Para quem tem dinheiro, a comida é perigosamente escassa. Para aqueles que não têm nenhum – e depois de Israel obstruir a entrega de ajuda humanitária durante meses, segundo funcionários da ONU e de outras agências –, encontrar sustento é uma questão de vida ou morte. De acordo com o IPC, o mecanismo de monitoração da fome apoiado pela ONU, 1,1 milhão de palestinos, metade da população de Gaza, viverá numa penúria catastrófica dentro de três meses, se as coisas permanecerem no estado atual e a violência não aumentar. “Antes da guerra, tínhamos boa saúde e corpos fortes”, disse recentemente uma mãe à agência humanitária britânica Oxfam. “Agora, quando olho para meus filhos e para mim, perdemos muito peso. Tentamos comer tudo o que encontramos, plantas ou ervas comestíveis, apenas para sobreviver.”
Outra mãe de seis filhos repetiu esse relato à Organização Mundial da Saúde e explicou que nos mercados as plantas silvestres estão principalmente disponíveis a altos preços, “sem legumes, frutas, suco… sem lentilhas, sem arroz, batatas ou berinjelas, nada”, levando muitos a sobreviver à base de malva, uma erva daninha comum. Numa Gaza arruinada e sitiada, constantemente sob a ameaça de bombas, artilharia e drones, a vida é definida por um refrão repetido por muitos: “Ainda estou vivo. Continuo a respirar”.
Os palestinos vivem hoje, em média, com 250 calorias diárias, 12% do recomendado
“Não sei se ainda sinto outra coisa além de medo, tristeza e frustração”, afirma Mohammed Mortaja, um entre as centenas de milhares de deslocados para a cidade de Rafah, no sul do país, ainda hoje sob a ameaça de uma nova ofensiva israelense. “Todas as manhãs o sol nasce e você está vivo. Sua jornada diária é permanecer vivo, na busca por água e comida e a fugir dos bombardeios e da ocupação.”
Mortaja diz estar totalmente focado na sobrevivência e não presta mais atenção nas notícias. Depois de seis longos meses, a esperança também foi posta de lado, substituída por uma sensação entorpecida de deslocamento. “Não sou mais iludido por palavras como ‘trégua’ ou ‘cessar-fogo’. Não me importo com nada, apenas procuro o que pode saciar minha fome e minha sede e espero ansiosamente por minha morte.”
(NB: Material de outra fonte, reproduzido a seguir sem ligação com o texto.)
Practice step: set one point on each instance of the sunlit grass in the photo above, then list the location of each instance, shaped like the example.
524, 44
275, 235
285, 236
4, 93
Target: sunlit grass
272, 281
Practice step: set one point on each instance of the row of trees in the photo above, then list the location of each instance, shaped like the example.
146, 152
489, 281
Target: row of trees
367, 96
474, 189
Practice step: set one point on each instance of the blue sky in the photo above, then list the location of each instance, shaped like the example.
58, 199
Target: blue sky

Mais de 33 mil palestinos foram mortos no enclave, incluídas mais de 13 mil crianças, segundo o Ministério da Saúde de Gaza. Em seis meses de conflito violento, após anos de bloqueio israelense à faixa costeira, que serviu mais para fortalecer o Hamas do que para prejudicá-lo, Gaza hoje é definida mais pelo que foi perdido do que pelo que resta de uma sociedade outrora vibrante. Blocos de apartamentos e bairros inteiros foram arrasados. Os hospitais, reduzidos a ruínas, estão cercados por cães e cheiram a esgoto. As universidades foram explodidas e a agricultura destruída. A eletricidade e, com ela, a capacidade de processar água potável e residual, foram fatalmente interrompidas, contribuindo para a propagação descontrolada de doenças.
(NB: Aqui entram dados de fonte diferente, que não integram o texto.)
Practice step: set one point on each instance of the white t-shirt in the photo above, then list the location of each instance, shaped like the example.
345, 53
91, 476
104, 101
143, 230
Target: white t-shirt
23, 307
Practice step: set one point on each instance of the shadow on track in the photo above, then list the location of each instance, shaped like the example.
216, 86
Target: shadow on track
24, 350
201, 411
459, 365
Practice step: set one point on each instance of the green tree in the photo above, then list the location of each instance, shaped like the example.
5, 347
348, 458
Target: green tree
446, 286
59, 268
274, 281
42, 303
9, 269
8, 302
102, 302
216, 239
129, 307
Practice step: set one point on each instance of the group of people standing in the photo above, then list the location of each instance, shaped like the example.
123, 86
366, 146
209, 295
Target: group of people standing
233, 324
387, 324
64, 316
Suplício. As tropas israelitas intimidam as organizações de ajuda humanitária. Depois reclamam da comparação de Gaza a campos de concentração – Imagem: Said Khatib/AFP e ONU Mulher/Unicef
No mês passado, imagens analisadas pelo Centro de Satélites das Nações Unidas indicaram que 35% dos edifícios da Faixa de Gaza foram destruídos ou danificados na ofensiva. A vida foi atomizada, pois a guerra levou mais de 80% da população de 2,3 milhões a abandonar suas casas e procurar abrigo, principalmente no sul, em condições insalubres de superlotação. As entregas de ajuda humanitária foram estranguladas por Israel, que fechou as passagens terrestres, enquanto as recentes operações de lançamento aéreo são em escala limitada e muitas vezes causam mortes por problemas com falhas nos paraquedas e a queda de alimentos e remédios no mar.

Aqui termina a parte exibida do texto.